The overall Severity of Alopecia Tool50 achievement rate was 66% (95% confidence interval, 54%–76%). The response rate to ruxolitinib was higher (79%, 95% confidence interval 66%– 87%) than tofacitinib (62%, 95% confidence interval 49%– 74%) but the difference was not statistically significant (P = .06).
Subgroup analysis revealed that drug choice, mean age, sex ratio and alopecia areata subtype ratio did not significantly affect the treatment response. Lower SALT50 achievement rates were noted with shorter treatment durations
Infections and laboratory abnormalities were the most common adverse events (98 and 65 cases of 319 patients, respectively). In infections upper respiratory infections, urinary tract infections, herpes zoster and herpes simplex infections were the most common. Patients treated for more than six months had a greater frequency of laboratory abnormalities as compared to those treated for shorter durations (24% vs. 7%; P = 0.04). Subgroup analyses did not reveal any significant differences in the frequency of adverse events between ruxolitinib and tofacitinib
Both the JAK inhibitors studied have different molecular targets – while tofacitinib is a pan- JAK inhibitor that strongly inhibits JAK-3, ruxolitinib inhibits both JAK-1 and JAK-2 to a similar extent. However, subgroup analysis did not show any significant differences in the treatment response or tolerability between tofacitinib and ruxolitinib. Recurrence of alopecia areata was observed within three months after discontinuation of treatment in the majority (74%) of patients.

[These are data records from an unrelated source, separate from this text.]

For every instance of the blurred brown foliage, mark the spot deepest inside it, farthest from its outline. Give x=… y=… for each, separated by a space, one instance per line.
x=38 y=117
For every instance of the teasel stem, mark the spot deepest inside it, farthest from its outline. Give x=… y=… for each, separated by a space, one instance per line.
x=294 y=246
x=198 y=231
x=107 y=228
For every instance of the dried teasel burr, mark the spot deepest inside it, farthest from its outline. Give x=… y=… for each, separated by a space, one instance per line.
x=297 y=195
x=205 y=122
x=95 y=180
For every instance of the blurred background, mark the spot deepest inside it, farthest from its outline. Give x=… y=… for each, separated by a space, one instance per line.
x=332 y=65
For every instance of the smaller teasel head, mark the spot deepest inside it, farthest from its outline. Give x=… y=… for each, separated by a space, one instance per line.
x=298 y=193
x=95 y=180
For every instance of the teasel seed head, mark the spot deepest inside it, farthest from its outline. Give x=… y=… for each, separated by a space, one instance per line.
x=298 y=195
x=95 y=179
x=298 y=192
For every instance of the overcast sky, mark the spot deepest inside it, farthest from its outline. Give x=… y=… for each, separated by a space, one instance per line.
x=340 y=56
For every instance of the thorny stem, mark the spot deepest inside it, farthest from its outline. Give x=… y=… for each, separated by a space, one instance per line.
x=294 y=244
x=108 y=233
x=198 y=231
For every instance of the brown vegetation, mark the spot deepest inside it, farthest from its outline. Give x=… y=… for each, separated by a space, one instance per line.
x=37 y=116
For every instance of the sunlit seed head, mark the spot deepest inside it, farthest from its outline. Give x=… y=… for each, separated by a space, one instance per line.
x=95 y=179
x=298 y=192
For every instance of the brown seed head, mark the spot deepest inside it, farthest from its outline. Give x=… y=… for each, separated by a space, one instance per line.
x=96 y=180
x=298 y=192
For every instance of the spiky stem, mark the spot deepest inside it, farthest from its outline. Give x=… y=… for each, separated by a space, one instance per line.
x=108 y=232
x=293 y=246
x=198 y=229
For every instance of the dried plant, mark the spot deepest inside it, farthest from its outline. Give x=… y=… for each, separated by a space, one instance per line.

To conclude this systematic review and meta-analysis of current evidence suggests that both oral tofacitinib and ruxolitinib are effective and well tolerated in the treatment of alopecia areata. Longer treatment durations > 6 months is more effective but at the increased risk of laboratory abnormalities. Clinicians should be aware of the expected efficacy, adverse events and high recurrence rate of oral JAK inhibitors for alopecia areata to closely monitor for adverse events and effectively counsel the patients before starting therapy.
Source- Yu DA, Kim YE, Kwon O, Park H. Treatment outcome of oral tofacitinib and ruxolitinib in patients with alopecia areata: A systematic review and meta-analysis. Indian J Dermatol Venereol Leprol 2021;87:621-7.